Até 30 de novembro de 2025, foram abertos 91.391 processos judiciais no Brasil relacionados a cirurgias, envolvendo danos morais e materiais. Desse total, 70.276 dizem respeito à saúde privada e 21.115 à rede pública. Em comparação com 2024, quando foram registrados 76.467 casos, o crescimento foi de 19,51%, mostrando que erros cirúrgicos e falhas na assistência ainda representam uma preocupação significativa para pacientes e instituições de saúde.

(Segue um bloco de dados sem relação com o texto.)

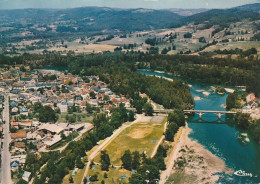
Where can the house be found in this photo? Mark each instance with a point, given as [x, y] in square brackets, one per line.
[26, 176]
[25, 124]
[53, 140]
[15, 125]
[14, 165]
[14, 109]
[63, 106]
[19, 144]
[250, 97]
[24, 111]
[48, 128]
[18, 135]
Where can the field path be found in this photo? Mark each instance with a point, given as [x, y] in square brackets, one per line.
[159, 142]
[178, 143]
[107, 142]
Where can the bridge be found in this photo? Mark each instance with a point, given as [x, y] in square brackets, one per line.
[201, 112]
[156, 111]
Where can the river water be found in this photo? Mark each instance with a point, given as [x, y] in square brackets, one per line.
[239, 152]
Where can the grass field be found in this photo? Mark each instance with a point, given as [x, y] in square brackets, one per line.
[77, 178]
[114, 175]
[83, 116]
[139, 137]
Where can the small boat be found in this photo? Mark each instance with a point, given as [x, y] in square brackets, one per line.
[242, 173]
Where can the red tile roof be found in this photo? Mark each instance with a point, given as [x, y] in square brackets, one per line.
[18, 135]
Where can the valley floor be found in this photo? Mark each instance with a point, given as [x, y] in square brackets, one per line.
[192, 163]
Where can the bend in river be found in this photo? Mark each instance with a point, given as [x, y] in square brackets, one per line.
[234, 147]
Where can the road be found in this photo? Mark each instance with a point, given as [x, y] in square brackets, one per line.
[6, 156]
[106, 143]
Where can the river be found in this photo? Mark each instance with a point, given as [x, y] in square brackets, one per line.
[221, 137]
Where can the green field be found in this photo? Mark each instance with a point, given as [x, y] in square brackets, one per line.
[84, 117]
[139, 137]
[113, 175]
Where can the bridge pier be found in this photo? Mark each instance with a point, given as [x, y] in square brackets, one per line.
[219, 115]
[200, 115]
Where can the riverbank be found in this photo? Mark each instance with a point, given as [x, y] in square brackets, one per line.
[193, 163]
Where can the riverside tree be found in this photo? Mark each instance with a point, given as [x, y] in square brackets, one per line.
[105, 161]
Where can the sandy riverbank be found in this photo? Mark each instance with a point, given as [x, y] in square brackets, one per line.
[192, 163]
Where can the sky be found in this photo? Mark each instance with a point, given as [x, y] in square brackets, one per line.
[154, 4]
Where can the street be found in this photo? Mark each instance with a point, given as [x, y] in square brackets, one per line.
[6, 156]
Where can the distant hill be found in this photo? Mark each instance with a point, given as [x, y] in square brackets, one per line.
[222, 17]
[187, 12]
[87, 19]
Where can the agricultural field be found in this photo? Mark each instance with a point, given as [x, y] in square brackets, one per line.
[79, 117]
[141, 137]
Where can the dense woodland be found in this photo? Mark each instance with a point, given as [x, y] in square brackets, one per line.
[59, 164]
[222, 71]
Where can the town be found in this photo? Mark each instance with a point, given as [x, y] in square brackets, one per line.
[49, 109]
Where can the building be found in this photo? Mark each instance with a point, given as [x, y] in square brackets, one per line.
[26, 176]
[18, 136]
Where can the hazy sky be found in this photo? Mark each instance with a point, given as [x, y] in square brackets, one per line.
[155, 4]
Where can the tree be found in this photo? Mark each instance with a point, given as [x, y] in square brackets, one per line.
[37, 107]
[105, 175]
[71, 179]
[94, 178]
[148, 109]
[127, 160]
[47, 114]
[105, 161]
[171, 131]
[131, 116]
[79, 163]
[92, 95]
[21, 181]
[136, 179]
[136, 160]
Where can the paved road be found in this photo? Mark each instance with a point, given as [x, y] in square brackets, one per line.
[6, 156]
[107, 142]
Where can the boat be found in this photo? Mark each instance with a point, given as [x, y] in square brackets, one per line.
[242, 173]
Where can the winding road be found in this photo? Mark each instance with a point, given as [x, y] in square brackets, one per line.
[106, 143]
[6, 156]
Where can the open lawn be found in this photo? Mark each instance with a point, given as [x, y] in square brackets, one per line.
[76, 178]
[139, 137]
[114, 175]
[80, 117]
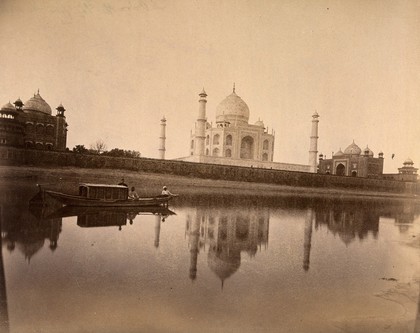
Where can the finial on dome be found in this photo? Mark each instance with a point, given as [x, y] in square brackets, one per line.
[203, 93]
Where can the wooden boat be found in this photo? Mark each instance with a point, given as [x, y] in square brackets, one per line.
[102, 195]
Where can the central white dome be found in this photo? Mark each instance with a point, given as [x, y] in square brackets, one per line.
[232, 109]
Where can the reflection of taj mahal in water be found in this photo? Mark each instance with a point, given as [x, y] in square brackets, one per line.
[226, 234]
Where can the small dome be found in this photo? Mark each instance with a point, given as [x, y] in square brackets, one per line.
[18, 103]
[368, 152]
[37, 103]
[353, 149]
[259, 123]
[8, 107]
[232, 109]
[408, 161]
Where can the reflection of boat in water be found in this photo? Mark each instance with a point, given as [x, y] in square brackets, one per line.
[68, 211]
[101, 195]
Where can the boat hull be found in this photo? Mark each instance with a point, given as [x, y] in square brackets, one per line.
[79, 201]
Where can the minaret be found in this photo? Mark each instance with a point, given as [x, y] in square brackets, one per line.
[157, 230]
[307, 239]
[200, 125]
[313, 149]
[162, 138]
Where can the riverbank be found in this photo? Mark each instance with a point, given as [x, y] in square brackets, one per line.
[149, 183]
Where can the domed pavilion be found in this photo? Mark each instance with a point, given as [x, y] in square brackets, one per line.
[353, 162]
[32, 125]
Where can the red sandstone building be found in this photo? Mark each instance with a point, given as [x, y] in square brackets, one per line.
[32, 125]
[352, 162]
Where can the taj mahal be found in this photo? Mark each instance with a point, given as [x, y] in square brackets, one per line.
[234, 141]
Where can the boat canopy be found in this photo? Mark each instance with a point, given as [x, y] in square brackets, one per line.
[103, 191]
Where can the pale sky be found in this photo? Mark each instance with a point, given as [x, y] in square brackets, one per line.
[119, 66]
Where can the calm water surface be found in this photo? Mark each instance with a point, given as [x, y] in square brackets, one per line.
[220, 264]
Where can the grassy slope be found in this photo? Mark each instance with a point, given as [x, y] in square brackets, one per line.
[150, 183]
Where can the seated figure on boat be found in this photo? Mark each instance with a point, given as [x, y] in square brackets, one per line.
[132, 194]
[165, 191]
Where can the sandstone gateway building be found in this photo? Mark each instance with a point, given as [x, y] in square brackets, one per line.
[32, 125]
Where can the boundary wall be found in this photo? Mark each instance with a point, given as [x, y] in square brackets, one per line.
[30, 157]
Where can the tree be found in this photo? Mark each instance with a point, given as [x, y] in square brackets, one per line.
[98, 147]
[116, 152]
[81, 149]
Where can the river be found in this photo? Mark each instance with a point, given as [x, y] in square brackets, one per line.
[214, 263]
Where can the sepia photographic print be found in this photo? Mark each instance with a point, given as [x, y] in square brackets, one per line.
[210, 166]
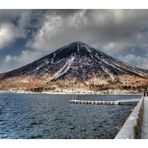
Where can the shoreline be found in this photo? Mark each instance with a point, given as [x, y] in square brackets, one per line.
[67, 93]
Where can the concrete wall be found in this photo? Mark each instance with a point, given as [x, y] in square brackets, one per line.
[127, 131]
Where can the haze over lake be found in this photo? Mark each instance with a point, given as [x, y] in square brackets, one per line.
[53, 117]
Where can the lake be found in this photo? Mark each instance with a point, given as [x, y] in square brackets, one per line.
[51, 116]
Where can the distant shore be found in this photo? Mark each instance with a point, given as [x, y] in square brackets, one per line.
[68, 93]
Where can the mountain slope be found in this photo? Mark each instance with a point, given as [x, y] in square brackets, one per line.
[78, 63]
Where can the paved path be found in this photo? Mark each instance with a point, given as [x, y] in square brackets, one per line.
[145, 120]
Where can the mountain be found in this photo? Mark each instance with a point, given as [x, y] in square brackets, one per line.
[75, 66]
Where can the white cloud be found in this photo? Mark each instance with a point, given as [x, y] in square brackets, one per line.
[51, 27]
[26, 57]
[10, 32]
[138, 61]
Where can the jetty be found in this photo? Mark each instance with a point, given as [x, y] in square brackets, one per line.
[136, 125]
[100, 102]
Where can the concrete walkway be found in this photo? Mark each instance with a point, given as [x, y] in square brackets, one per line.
[144, 133]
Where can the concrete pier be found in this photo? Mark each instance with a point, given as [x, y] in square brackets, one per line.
[128, 129]
[97, 102]
[144, 133]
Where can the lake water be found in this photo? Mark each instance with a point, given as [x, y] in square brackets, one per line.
[53, 117]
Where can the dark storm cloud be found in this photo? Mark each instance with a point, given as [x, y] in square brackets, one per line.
[121, 33]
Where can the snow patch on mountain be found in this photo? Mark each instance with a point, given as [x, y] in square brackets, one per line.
[64, 69]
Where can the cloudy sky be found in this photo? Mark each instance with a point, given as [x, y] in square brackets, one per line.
[26, 35]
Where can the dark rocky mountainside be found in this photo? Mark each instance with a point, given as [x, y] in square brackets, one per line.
[77, 62]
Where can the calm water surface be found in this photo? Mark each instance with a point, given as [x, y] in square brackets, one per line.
[51, 116]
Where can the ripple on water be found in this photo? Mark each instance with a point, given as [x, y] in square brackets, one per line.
[51, 116]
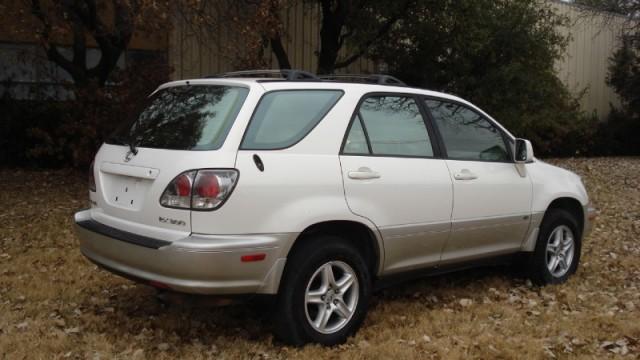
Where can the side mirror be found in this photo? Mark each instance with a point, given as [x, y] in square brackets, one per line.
[524, 151]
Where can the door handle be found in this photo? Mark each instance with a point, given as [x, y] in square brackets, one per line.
[363, 173]
[465, 174]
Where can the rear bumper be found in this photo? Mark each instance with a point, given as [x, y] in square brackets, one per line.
[199, 264]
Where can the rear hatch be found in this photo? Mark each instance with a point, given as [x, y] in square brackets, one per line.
[181, 128]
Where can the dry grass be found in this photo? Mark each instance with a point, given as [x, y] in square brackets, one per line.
[55, 304]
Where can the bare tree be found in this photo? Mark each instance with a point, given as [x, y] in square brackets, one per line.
[110, 24]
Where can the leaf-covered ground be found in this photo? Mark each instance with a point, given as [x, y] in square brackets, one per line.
[55, 304]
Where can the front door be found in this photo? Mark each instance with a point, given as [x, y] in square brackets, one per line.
[492, 201]
[392, 176]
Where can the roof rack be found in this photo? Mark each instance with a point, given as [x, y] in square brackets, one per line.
[366, 78]
[287, 74]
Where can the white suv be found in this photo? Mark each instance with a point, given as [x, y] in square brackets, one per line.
[320, 191]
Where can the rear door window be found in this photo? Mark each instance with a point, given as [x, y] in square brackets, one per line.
[467, 135]
[283, 118]
[393, 125]
[191, 117]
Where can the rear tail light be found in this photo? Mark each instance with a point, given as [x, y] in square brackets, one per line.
[92, 179]
[199, 189]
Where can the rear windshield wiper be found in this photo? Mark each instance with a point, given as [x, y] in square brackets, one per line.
[121, 140]
[132, 146]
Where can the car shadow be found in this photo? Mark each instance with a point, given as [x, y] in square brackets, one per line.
[142, 312]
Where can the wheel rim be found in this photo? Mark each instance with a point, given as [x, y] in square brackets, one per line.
[331, 297]
[560, 251]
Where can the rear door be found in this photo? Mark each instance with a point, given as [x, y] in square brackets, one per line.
[392, 175]
[181, 128]
[492, 201]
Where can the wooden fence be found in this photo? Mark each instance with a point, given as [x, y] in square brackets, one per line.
[583, 66]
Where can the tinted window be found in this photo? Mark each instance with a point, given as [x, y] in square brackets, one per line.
[196, 117]
[284, 117]
[467, 135]
[395, 126]
[356, 140]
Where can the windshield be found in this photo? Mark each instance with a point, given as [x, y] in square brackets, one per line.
[192, 117]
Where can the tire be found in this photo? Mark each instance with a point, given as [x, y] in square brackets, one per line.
[557, 252]
[304, 274]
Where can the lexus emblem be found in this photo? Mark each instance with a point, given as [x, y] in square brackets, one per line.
[129, 156]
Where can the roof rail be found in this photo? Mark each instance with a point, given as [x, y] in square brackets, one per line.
[288, 74]
[365, 78]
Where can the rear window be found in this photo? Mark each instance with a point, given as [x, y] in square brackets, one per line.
[285, 117]
[192, 117]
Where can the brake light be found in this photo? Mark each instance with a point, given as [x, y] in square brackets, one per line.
[204, 189]
[183, 185]
[178, 192]
[92, 179]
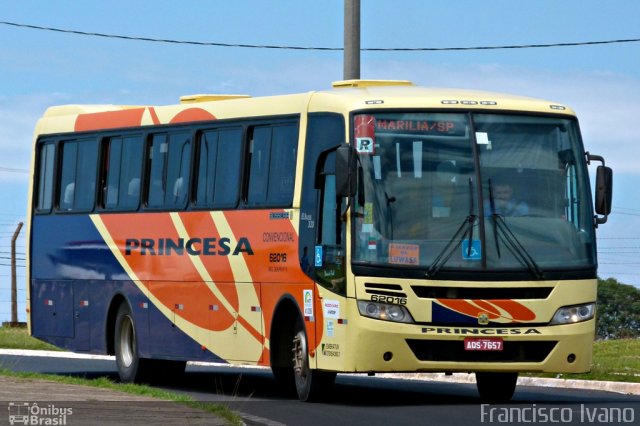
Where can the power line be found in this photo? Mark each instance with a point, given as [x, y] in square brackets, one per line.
[13, 170]
[268, 46]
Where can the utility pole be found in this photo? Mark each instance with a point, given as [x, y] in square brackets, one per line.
[14, 285]
[351, 39]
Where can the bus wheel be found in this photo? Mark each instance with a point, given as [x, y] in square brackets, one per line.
[131, 368]
[496, 387]
[311, 384]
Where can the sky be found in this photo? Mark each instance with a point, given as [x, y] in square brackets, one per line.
[601, 83]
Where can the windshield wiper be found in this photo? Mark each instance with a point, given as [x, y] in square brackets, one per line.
[448, 250]
[501, 230]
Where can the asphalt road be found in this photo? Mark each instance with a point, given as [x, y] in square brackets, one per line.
[362, 400]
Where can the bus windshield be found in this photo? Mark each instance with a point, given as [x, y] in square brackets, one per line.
[471, 192]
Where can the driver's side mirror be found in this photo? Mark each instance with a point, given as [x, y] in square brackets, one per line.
[604, 189]
[345, 176]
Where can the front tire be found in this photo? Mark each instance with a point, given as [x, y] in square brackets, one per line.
[496, 387]
[311, 384]
[131, 368]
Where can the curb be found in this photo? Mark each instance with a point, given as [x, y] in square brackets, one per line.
[617, 387]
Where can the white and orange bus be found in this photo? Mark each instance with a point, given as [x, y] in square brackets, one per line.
[373, 227]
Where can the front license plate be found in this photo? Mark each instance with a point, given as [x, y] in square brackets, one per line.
[483, 344]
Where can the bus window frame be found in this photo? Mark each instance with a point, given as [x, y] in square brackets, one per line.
[60, 143]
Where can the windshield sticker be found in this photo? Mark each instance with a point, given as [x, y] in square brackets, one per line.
[364, 129]
[372, 243]
[471, 253]
[331, 309]
[318, 257]
[367, 225]
[364, 146]
[404, 254]
[330, 328]
[307, 296]
[482, 138]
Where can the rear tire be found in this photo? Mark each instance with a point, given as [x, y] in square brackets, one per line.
[496, 387]
[311, 385]
[131, 368]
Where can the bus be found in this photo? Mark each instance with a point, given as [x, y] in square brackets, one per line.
[376, 226]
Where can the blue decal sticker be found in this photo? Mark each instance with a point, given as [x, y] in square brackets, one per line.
[318, 257]
[473, 253]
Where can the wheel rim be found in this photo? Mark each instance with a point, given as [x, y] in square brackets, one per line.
[127, 341]
[300, 356]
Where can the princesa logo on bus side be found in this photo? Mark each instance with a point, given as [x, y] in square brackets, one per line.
[193, 246]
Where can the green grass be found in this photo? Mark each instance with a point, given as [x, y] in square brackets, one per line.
[613, 360]
[133, 389]
[18, 338]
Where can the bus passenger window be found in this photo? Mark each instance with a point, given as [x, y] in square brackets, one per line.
[272, 156]
[170, 161]
[78, 176]
[219, 161]
[45, 177]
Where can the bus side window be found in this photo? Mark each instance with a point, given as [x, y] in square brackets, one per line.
[272, 161]
[170, 162]
[219, 166]
[122, 168]
[78, 175]
[45, 177]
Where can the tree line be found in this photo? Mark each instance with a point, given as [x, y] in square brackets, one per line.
[618, 312]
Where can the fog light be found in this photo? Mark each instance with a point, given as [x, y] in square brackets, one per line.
[573, 314]
[384, 311]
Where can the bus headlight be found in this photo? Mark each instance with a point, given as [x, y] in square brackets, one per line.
[573, 314]
[383, 311]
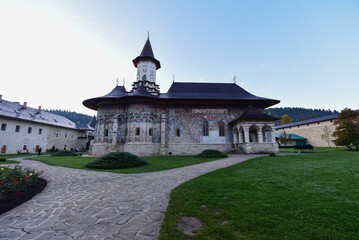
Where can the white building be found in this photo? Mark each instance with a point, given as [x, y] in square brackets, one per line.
[25, 129]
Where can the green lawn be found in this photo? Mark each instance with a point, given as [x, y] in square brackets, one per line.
[155, 163]
[9, 162]
[307, 196]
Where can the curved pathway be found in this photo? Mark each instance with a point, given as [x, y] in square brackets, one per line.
[80, 204]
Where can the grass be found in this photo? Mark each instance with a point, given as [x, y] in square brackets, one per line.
[158, 163]
[307, 196]
[9, 162]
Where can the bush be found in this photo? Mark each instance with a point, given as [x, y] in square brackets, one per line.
[211, 154]
[13, 181]
[117, 160]
[64, 153]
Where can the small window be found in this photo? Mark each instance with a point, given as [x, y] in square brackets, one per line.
[221, 127]
[205, 129]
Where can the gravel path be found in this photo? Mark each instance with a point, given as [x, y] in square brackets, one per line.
[80, 204]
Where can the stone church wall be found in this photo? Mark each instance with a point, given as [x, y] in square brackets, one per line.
[313, 132]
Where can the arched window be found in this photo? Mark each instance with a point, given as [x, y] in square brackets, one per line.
[205, 129]
[178, 132]
[221, 129]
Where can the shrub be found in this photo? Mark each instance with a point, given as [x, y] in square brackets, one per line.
[117, 160]
[211, 154]
[12, 181]
[64, 153]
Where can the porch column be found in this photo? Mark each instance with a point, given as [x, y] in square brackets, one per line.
[114, 130]
[246, 134]
[273, 135]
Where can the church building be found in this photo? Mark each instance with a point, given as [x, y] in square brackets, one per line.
[189, 118]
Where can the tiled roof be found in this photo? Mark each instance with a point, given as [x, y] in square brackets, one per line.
[18, 111]
[314, 120]
[253, 113]
[187, 91]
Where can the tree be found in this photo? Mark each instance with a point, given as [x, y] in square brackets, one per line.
[347, 129]
[326, 135]
[285, 119]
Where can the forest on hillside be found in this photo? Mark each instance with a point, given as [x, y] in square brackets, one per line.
[73, 116]
[299, 114]
[295, 113]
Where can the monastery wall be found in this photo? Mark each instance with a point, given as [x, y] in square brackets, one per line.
[41, 135]
[313, 132]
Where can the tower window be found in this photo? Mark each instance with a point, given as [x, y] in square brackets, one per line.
[178, 132]
[221, 127]
[205, 129]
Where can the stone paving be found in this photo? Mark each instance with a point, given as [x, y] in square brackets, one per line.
[80, 204]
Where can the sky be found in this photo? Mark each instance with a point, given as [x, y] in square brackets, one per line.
[58, 53]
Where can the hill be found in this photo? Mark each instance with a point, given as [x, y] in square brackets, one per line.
[299, 114]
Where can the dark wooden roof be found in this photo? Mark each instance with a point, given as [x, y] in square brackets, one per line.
[229, 93]
[251, 113]
[147, 54]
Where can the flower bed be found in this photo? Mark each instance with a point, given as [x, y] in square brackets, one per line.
[14, 181]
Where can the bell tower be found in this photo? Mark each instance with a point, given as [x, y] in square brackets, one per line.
[147, 66]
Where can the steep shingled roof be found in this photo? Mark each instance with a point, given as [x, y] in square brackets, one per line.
[147, 54]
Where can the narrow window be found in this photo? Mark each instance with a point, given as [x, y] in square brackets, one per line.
[221, 129]
[205, 129]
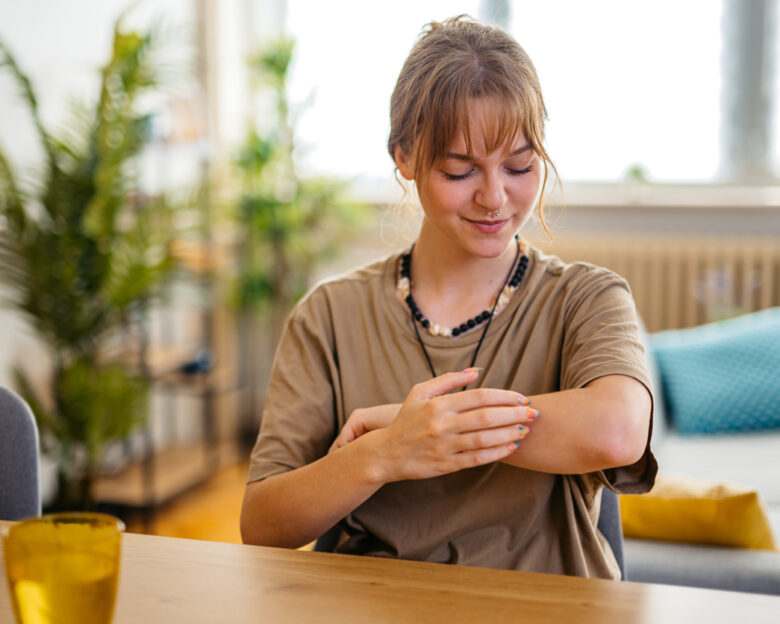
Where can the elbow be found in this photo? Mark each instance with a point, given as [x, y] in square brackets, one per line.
[250, 524]
[625, 441]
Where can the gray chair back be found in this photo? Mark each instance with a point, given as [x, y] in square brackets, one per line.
[609, 524]
[611, 527]
[19, 481]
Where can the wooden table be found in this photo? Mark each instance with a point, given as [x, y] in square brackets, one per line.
[175, 581]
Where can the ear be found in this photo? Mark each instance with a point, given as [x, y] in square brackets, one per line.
[403, 163]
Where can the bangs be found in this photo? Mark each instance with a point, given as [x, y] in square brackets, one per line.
[508, 118]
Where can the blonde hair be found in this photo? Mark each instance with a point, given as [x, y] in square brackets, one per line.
[452, 63]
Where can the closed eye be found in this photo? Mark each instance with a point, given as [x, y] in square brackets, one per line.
[462, 176]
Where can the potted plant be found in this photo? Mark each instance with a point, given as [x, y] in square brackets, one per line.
[82, 252]
[288, 223]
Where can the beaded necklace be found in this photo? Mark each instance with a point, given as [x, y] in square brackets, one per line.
[509, 286]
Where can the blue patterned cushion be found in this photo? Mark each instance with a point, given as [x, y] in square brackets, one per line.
[722, 377]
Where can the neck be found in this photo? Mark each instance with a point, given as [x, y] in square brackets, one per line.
[450, 284]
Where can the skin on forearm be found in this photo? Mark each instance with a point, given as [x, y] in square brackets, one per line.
[294, 508]
[603, 425]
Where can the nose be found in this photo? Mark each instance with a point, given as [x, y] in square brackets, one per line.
[491, 194]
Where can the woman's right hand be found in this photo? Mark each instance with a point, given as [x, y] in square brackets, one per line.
[436, 433]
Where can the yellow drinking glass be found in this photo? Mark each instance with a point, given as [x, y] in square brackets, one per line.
[63, 568]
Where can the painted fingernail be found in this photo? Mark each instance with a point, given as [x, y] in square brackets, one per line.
[524, 400]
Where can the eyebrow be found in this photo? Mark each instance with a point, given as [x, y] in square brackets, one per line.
[468, 158]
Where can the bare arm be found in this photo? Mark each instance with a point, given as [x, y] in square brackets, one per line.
[603, 425]
[434, 433]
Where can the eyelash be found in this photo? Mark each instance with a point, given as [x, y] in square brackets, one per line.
[451, 176]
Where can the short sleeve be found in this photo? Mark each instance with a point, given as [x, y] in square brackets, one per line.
[299, 422]
[602, 338]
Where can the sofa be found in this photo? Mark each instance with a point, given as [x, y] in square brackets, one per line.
[738, 455]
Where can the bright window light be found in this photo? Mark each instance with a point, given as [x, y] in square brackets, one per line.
[628, 85]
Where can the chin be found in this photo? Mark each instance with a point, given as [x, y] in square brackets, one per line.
[492, 247]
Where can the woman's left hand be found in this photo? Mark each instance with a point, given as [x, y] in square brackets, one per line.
[363, 420]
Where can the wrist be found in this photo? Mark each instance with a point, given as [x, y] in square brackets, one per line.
[372, 460]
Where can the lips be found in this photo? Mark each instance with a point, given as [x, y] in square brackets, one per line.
[488, 227]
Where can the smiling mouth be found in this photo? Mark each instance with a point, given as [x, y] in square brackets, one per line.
[487, 222]
[488, 226]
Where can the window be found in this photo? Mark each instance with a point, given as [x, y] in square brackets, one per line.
[630, 86]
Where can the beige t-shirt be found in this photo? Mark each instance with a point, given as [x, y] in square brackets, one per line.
[350, 343]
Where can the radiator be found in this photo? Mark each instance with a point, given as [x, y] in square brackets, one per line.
[681, 282]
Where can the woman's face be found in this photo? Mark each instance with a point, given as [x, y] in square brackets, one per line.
[477, 201]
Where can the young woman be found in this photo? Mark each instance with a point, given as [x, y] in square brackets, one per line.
[366, 425]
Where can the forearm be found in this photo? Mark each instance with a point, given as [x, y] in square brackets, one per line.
[294, 508]
[603, 425]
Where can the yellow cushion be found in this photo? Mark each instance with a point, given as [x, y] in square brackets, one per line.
[685, 509]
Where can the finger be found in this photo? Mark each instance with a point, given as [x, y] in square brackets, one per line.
[443, 384]
[490, 438]
[492, 417]
[482, 397]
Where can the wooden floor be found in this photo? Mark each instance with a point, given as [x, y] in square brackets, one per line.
[209, 512]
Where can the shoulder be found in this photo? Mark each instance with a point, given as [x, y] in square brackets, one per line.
[347, 290]
[573, 277]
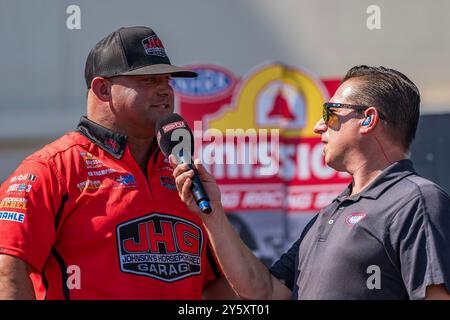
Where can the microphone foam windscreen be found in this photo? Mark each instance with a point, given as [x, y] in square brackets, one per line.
[165, 126]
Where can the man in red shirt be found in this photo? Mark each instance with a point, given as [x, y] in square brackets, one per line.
[95, 214]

PARTICIPE DO NOSSO GRUPO NO WHATSAPP E RECEBA NOTÍCIAS
Entre os principais incidentes estão a permanência não planejada de objetos dentro do paciente, cirurgias no lado errado do corpo e operações realizadas em pacientes incorretos.
Em Santa Catarina, os processos judiciais relacionados a cirurgias diminuíram em 2025. Foram registrados 1.048 casos, contra 1.192 em 2024, representando uma queda de 12%.
Já os novos processos por danos morais e materiais chegaram a 3.266, sendo 2.284 contra a saúde privada e 982 contra a saúde pública.
Apesar da redução nos processos cirúrgicos, os números ainda reforçam a necessidade de atenção às práticas de segurança nos hospitais.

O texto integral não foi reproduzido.